The 'years young' phrase

Personally, I think all such idioms tap-dancing around the perfectly reasonable use of the word “old” are somewhat annoyingly precious and intrusive/self-congratulatory, though I wouldn’t be annoyed enough by them to start a Pitting.

Yes, those of us in our 60s or 70s or 80s or higher can reasonably be described as “old”. It’s just an approximate chronological category, like “young adult” or “middle-aged”; it’s not a value judgement about somebody’s physical health or zest for life or other personality traits.

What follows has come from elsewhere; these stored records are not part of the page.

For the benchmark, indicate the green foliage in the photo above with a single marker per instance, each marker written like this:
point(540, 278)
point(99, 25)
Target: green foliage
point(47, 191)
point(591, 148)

I get that the stigmatization of the word “old” is not the fault of us geezers, but I think those of us who object to being called “old” are exacerbating the problem. Prejudice, and using factual descriptors as terms of disparagement, are never successfully addressed by a subset of the disparaged group scrambling to protest that the word shouldn’t be applied to them because they’re “one of the good ones”.

There are old people in all possible degrees of physical fitness, energy level, adventurousness, and so on. Let’s stop trying to discourage the valid use of the term “old” for, say, 80-somethings whose attitude we happen to admire. There’s nothing shameful or derogatory about an 80-something being old.

Agreed. I also tend to find grating the circumlocutions around “dead/died” – passed (not passed away, just passed) for example. I’m old, some day I, like everyone else, will die, and prettying up those facts does not warm whatever shriveled cockles remain in my heart.